Project for Squeak 5.3 (and above) to explore and learn about the history of Squeak and Squeak-related projects.
-
Get a Squeak image (5.3 or newer).
-
Load the Squeak History Project:
Metacello new baseline: 'SqueakHistory'; repository: 'github://hpi-swa/squeak-history/packages'; load.
After the code was loaded, mailing list archives will be downloaded. See BaselineOfSqueakHistory >> #loadData
for details.
The SqhMailmanAggregator
can be used to enumerate all mail messages. Example queries can be found in the queries
protocol. The message cache holds meta-data for each message in the image, that is, instances of SqhMailWrapper
. The message body has to access the archive's file contents on disk, which is slower. Here is an example query, which requires disk access:
countMessageLines
| count |
count := 0.
self messagesCachedDo: [:wrapper |
count := count + wrapper mailMessage bodyText lineCount].
^ count
Note that you should also derive some rules for author-key normalization to further improve the overall quality of query results. Just run this:
SqhMailmanAggregator new
showProgress: true; "optional"
deriveRulesForAuthorKeyNormalization. "ignore the warning"
For more information on normalization, see below.
There are rules to normalize different kinds of information: author names, timestamps, and mail addresses. The goal is to identify contributors and, eventually, relevant discussions.
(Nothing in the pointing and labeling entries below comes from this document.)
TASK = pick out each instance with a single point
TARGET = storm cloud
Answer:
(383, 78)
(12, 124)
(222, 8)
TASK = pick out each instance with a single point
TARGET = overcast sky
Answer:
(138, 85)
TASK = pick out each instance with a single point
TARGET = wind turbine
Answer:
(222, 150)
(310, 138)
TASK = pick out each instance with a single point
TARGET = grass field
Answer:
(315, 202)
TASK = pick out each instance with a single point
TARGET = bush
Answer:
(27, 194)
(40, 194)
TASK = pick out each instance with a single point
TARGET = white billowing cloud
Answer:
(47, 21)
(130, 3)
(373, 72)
Hand-selected rules can be found in SqhMailmanAggregator >> #rulesForAuthorKeyNormalization
and #rulesForAuthorKeyClarification
. Here is an excerpt:
"rulesForAuthorKeyNormalization"
'alankay' -> 'alancurtiskay'.
'hhirzel' -> 'hanneshirzel'.
"rulesForAuthorKeyClarification"
'squeakdev@reider.net' -> ('squeakdev' -> 'alanreider').
'squeak@bike-nomad.com' -> ('squeak' -> 'nedkonz').
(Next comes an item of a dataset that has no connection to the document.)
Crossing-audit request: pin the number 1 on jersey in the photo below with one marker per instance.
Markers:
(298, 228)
Then, there is a simple algorithm to derive more normalization rules using e-mail addresses as identifier. If two messages came from the same address, then the author's names can be used to identify the same contributor. There is also a check to avoid mapping cycles. See SqhMailmanAggregator >> #deriveRulesForAuthorKeyNormalization
for details. We filter generic addresses such as:
notifications@github.com
noreply@github.com
no-reply@appveyor.com
builds@travis-ci.org
Note that there is also a (hand-crafted) list of generic author names (or keys) in #genericAuthorKeys
including github
or travisci
.